# <center>Google Play and Apple Music App Purchases - Dec 2022 Version</center>

This project is an analysis of free apps obtained from Google Play and Apple.  The analysis answers the following question:

- Since we are developing a free app and will rely on advertising for income, which type of free app is most likely to attract users on Google Play and the Apple Store?

Import Pandas and a sample of free apps from the Apple Store and Google Play

In [1]:
import pandas as pd
df_apple = pd.read_csv('AppleStore.csv')
df_google = pd.read_csv('googleplaystore.csv')

Summary view of the imported data sets

In [None]:
a = "APPLE"
print(a.center(80))
print('\n', df_apple.head(3))
print('\n',"rows and columns", df_apple.shape)
print(2*'\n')
g = "GOOGLE"
print(g.center(80))
print('\n',df_google.head(3))
print('\n',"rows and columns", df_google.shape)

Based on review of the documentation for the Apple file (https://www.kaggle.com/datasets/ramamet4/app-store-apple-data-set-10k-apps) and the Google file (https://www.kaggle.com/datasets/lava18/google-play-store-apps) the following column headings may
be useful for the analysis:<br><br>
<b>APPLE</b><br>

- ratings_count_ver: Number of user ratings for current version of app
- user_rating_ver: Average user rating for current version of app
- prime_genre: Primary genre of the app

<b>GOOGLE</b><br>

- Category
- Reviews
- Installs
- Genres


### <center>DATA CLEANING</center>

In [None]:
#Per documentation, google row id 10472 is incorrect.  Check this row
df_google.loc[10472]

In [None]:
#Per project instructions, delete row 10472. Comment out after executing to avoid deleting another row

df_google = df_google.drop(labels = 10472, axis=0)

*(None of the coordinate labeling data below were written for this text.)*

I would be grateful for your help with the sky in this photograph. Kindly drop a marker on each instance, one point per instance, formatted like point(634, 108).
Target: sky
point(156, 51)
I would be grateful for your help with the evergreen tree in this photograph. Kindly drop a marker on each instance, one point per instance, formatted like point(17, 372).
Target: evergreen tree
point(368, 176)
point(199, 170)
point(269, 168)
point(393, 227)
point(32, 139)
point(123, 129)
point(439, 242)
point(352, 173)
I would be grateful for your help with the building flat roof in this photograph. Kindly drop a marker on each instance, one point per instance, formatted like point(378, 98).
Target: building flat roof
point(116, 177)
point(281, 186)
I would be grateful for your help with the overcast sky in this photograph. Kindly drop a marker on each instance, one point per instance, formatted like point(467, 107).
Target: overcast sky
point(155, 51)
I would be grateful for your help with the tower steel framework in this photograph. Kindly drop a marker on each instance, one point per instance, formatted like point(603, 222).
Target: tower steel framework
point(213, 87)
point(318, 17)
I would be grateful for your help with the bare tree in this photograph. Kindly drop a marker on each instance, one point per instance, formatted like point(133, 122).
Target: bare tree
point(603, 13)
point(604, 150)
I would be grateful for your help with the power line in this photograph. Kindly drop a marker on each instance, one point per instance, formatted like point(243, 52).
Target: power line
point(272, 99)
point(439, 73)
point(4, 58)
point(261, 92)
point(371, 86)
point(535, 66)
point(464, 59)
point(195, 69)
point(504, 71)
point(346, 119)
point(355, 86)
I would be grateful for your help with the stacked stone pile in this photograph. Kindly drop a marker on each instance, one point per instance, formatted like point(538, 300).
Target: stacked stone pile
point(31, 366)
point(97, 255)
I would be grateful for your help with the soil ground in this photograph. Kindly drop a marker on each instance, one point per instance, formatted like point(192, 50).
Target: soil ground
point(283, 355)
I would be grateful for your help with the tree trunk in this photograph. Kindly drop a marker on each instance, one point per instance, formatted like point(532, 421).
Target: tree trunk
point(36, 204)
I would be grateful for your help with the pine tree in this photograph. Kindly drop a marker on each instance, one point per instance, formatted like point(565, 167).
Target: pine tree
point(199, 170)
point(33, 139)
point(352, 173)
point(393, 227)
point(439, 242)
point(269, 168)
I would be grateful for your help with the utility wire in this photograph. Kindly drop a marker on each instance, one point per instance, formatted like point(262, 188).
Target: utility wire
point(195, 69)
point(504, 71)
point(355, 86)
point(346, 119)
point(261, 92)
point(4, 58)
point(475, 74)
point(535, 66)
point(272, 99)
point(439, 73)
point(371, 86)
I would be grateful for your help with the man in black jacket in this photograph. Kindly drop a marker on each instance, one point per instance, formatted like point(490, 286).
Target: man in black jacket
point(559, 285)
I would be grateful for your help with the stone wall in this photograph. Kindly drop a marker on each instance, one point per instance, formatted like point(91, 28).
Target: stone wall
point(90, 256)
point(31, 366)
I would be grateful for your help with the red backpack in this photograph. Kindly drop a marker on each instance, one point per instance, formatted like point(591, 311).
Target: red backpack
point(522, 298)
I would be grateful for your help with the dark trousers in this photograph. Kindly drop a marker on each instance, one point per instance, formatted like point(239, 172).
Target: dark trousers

#verified row index 10472 has been removed

Remove duplicate entries using the pandas code in the next two Notebook boxes.  Duplicates are determined
by duplicate "track_name" in the Apple set, and "App" in the Google set.  Kept the entry that contained the
most rating reviews, under the assumption that the highest review total is the most recent version of the app.

In [None]:
#remove duplicate rows Apple
df_apple = df_apple.sort_values(by= "rating_count_tot", ascending=False)
df_apple = df_apple.drop_duplicates(subset = "track_name",keep = "first")
print(df_apple.shape)

In [None]:
#remove duplicate rows Google
df_google = df_google.sort_values(by= "Reviews", ascending=False)
df_google = df_google.drop_duplicates(subset = "App",keep = "first")
print(df_google.shape)

Next we'll remove non English apps.  if a column "App"(Apple) or "track_name" (Google) has an entry
containing a 3 or more ASCII characters with character value > 127, we'll assume this entry is non English and remove.

In [8]:
df_apple = df_apple.drop(df_apple.loc[df_apple["track_name"]
           .apply(lambda x: False if len([i for i in x if ord(i) >127])<=3 else True)].index)   

In [9]:
df_google = df_google.drop(df_google.loc[df_google["App"]
            .apply(lambda x: False if len([i for i in x if ord(i) >127])<=3 else True)].index)   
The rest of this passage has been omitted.